Exploiting the chaotic situation in Afghanistan, a few regional bedfellows including fundamentalist Afghans trained in refugee camps in western Pakistan, the Pakistani secret intelligence service (ISI), the regional Mafia (well-established network that smuggled mainly Japanese electronics and tyres before the Russian invasion, now involved in drug smuggling) and Arab extremist groups (that were looking for a safe operational hub) joined forces and helped to create the Taliban movement (Rashid 2000). Backed by Pakistan, Saudi Arabia and other strategic allies, the Taliban developed as a politico-religious force, and eventually seized power in 1996. The Taliban were able to capture 90% of the country, aside from the Afghan Northern Alliance strongholds primarily found in the northeast in the Panjshir Valley. The Taliban sought to impose a strict interpretation of Islamic Sharia law and gave safe haven and assistance to individuals and organizations that were implicated as terrorists, most notably Osama bin Laden's Al-Qaeda network.
The United States and allied military action in support of the opposition following the September 11, 2001 Terrorist Attacks forced the Taliban's downfall. In late 2001, major leaders from the Afghan opposition groups and diaspora met in Bonn, and agreed on a plan for the formulation of a new government structure that resulted in the inauguration of Hamid Karzai as Chairman of the Afghan Interim Authority (AIA) on December 2001. After a nationwide Loya Jirga in 2002, Karzai was elected President.
On March 3 and March 25, 2002, a series of earthquakes struck Afghanistan, with a loss of thousands of homes and over 1800 lives. Over 4000 more people were injured. The earthquakes occurred at Samangan Province (March 3) and Baghlan Province (March 25). The latter was the worse of the two, and caused most of the casualties. International authorities assisted the Afghan government in dealing with the situation.

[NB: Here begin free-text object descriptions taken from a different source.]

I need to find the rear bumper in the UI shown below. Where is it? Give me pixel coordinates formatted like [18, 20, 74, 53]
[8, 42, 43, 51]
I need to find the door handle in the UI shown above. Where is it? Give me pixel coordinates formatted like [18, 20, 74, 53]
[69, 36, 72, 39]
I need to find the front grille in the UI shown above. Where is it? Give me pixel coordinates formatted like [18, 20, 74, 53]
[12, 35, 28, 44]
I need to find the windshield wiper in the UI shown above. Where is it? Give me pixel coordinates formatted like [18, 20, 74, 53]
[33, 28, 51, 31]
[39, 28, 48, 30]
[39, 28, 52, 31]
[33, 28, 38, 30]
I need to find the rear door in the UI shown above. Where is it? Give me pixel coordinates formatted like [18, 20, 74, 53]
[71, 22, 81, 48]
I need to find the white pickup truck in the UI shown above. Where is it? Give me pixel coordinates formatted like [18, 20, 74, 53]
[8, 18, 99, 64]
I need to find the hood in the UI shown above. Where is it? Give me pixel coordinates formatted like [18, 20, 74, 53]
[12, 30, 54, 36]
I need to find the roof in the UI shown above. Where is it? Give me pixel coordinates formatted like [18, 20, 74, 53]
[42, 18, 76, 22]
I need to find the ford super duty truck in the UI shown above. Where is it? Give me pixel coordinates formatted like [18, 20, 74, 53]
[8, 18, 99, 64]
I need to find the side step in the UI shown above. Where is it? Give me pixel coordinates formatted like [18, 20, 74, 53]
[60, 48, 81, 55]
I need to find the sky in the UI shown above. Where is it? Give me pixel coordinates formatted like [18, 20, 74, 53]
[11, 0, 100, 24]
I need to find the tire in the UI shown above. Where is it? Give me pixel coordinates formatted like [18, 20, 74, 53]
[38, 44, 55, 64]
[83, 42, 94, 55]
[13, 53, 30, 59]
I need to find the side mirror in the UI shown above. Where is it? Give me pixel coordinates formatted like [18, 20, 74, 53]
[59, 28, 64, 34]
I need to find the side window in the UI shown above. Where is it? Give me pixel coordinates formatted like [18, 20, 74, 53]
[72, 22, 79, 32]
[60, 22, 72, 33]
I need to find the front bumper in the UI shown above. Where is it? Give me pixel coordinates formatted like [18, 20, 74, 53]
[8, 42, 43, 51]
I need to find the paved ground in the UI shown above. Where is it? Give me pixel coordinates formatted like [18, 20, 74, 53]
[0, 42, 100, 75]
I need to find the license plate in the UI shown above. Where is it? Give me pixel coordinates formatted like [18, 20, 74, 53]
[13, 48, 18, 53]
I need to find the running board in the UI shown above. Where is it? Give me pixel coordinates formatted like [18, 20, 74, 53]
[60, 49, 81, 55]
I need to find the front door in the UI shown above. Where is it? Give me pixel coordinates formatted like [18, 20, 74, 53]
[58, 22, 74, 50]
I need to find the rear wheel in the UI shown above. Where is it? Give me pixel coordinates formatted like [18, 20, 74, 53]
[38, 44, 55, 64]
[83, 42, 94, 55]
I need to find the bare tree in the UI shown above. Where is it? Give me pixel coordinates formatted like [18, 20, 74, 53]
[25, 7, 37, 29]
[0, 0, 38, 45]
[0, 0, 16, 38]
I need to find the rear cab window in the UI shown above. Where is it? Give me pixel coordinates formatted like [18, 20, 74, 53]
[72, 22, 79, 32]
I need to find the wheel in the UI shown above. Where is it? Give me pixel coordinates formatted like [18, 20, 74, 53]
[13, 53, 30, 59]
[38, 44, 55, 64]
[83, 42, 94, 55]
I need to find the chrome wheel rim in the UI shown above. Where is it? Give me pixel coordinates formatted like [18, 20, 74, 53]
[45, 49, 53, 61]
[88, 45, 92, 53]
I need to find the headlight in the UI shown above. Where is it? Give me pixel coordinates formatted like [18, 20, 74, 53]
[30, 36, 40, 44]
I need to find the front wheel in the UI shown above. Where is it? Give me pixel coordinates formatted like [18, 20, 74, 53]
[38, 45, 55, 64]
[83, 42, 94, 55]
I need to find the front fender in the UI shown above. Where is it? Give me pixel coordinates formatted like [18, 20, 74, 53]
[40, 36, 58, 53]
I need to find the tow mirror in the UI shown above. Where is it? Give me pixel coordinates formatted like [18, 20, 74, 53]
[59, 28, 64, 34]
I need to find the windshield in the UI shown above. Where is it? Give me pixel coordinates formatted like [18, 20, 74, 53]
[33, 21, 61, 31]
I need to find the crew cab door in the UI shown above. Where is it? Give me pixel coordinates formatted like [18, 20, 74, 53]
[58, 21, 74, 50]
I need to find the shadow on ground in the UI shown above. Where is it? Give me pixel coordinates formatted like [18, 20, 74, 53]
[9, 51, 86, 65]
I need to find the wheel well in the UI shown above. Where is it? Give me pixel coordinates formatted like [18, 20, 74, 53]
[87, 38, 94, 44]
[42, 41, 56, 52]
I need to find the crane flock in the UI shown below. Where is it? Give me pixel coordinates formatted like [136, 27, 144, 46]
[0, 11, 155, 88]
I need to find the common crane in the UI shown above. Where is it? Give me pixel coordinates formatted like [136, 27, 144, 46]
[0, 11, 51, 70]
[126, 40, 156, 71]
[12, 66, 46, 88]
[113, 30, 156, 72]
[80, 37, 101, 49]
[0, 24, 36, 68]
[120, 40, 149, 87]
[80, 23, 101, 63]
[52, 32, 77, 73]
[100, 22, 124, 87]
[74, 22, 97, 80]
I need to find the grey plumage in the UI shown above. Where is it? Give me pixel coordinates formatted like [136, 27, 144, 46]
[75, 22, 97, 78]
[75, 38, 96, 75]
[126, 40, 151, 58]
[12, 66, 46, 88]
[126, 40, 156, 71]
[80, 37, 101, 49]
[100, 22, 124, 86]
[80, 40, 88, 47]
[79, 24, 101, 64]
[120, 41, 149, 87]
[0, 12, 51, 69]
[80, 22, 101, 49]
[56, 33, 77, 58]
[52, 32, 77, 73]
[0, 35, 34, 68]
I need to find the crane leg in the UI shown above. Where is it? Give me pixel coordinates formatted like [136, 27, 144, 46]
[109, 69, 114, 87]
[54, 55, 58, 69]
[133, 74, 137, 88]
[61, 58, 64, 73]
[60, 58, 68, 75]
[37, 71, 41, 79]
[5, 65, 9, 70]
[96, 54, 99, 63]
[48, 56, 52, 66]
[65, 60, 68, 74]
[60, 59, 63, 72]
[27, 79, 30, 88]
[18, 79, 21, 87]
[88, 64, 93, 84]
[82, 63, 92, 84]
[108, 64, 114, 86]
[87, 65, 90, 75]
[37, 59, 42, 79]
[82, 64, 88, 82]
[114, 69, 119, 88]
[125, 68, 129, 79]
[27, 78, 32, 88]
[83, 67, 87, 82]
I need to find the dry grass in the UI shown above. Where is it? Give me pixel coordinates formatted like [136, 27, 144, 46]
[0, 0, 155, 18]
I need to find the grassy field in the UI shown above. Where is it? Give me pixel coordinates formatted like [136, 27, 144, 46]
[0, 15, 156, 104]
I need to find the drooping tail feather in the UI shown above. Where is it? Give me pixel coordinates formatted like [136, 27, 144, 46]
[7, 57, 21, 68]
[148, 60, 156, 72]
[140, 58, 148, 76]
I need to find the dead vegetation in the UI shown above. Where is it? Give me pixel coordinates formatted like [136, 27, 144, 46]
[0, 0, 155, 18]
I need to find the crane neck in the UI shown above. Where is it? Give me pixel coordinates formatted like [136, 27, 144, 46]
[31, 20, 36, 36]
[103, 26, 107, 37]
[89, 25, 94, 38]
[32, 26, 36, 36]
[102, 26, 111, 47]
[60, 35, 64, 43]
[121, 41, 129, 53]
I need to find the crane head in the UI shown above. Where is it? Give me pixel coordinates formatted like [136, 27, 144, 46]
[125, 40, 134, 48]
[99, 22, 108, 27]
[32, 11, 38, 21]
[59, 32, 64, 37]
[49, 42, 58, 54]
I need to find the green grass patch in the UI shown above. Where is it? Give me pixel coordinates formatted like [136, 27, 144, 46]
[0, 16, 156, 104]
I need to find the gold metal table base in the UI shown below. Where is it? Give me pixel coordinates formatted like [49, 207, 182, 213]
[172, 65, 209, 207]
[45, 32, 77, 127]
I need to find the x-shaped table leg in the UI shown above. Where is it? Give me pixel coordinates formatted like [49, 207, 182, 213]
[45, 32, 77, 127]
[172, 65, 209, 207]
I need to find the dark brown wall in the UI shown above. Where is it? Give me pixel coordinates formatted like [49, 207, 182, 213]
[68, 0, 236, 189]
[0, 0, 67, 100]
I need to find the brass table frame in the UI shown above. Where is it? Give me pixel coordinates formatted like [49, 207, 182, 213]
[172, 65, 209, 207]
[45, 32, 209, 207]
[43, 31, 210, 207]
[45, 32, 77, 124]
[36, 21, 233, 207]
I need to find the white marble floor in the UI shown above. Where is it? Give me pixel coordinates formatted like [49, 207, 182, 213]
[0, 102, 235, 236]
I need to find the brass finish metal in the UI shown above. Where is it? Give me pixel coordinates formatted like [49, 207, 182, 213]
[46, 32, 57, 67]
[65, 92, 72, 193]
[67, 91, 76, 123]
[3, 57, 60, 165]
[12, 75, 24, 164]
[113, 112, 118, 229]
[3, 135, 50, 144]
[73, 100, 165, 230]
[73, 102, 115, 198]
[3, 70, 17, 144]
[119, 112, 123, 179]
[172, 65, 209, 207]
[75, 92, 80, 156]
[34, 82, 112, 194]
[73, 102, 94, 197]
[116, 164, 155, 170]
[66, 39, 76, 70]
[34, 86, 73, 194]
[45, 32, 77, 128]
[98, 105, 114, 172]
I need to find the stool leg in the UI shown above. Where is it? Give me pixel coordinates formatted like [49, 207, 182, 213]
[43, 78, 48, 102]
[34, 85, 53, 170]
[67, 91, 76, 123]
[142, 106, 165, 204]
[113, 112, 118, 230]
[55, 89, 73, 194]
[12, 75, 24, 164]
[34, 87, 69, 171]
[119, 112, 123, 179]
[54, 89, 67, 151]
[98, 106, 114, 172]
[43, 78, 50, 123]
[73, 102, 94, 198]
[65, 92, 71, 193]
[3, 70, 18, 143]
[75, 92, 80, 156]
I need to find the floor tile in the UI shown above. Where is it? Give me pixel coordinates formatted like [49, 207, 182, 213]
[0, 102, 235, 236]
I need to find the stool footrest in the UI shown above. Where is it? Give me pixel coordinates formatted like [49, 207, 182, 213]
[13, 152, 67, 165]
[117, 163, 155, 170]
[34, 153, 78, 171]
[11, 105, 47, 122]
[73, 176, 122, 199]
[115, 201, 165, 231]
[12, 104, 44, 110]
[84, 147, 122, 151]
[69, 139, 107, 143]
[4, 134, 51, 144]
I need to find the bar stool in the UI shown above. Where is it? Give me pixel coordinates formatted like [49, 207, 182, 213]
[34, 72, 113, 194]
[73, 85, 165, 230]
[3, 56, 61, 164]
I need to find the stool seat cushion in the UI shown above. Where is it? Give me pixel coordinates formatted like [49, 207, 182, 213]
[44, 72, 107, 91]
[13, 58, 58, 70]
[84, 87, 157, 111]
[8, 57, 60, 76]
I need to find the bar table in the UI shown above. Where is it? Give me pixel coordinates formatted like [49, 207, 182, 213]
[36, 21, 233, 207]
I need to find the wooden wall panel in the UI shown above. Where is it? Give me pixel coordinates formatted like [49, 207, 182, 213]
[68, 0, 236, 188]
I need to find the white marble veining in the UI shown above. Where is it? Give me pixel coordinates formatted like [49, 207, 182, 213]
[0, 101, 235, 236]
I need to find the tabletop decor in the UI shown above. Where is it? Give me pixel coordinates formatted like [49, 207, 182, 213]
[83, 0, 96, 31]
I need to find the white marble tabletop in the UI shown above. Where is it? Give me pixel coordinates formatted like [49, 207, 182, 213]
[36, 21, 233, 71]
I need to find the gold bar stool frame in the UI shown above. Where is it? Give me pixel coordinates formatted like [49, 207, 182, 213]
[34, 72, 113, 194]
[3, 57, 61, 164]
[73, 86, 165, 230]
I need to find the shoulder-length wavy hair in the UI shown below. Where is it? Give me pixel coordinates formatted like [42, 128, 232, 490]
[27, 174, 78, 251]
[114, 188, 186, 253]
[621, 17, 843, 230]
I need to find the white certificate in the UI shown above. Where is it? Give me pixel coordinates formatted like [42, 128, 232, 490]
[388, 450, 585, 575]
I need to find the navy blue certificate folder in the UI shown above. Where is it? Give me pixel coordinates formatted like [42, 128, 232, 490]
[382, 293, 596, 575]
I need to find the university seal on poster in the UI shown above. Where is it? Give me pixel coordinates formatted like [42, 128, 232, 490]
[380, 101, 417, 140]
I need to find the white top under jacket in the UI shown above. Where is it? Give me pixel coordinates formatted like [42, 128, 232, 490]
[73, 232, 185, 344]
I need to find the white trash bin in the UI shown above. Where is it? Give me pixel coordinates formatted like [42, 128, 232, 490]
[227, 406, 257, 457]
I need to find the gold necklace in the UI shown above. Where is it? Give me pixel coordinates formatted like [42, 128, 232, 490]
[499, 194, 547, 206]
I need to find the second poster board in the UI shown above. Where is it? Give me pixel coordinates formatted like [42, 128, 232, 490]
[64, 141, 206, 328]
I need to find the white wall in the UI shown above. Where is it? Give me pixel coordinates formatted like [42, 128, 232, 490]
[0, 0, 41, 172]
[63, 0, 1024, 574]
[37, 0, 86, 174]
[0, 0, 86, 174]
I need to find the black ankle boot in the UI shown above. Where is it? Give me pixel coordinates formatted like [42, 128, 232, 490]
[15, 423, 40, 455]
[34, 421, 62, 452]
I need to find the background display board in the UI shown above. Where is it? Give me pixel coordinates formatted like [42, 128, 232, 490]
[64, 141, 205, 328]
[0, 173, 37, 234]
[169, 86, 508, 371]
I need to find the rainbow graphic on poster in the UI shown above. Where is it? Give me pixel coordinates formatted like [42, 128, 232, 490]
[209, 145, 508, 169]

As the country continues to rebuild and recover, as of late 2005, it was still struggling against widespread poverty, continued warlordism, a virtually non-existent infrastructure, possibly the largest concentration of land mines on earth and other unexploded ordinance, as well as a sizable illegal poppy and heroin trade. Afghanistan also remains subject to occasionally violent political jockeying, and the nation's first elections were successfully held in 2004 as women parliamentarians were selected in record numbers. Parliamentary elections in 2005 helped to further stabilize the country politically, in spite of the numerous problems it faced, including inadequate international assistance. The country continues to grapple with occasional acts of violence from a few remaining al-Qaeda and Taliban and the instability caused by warlords.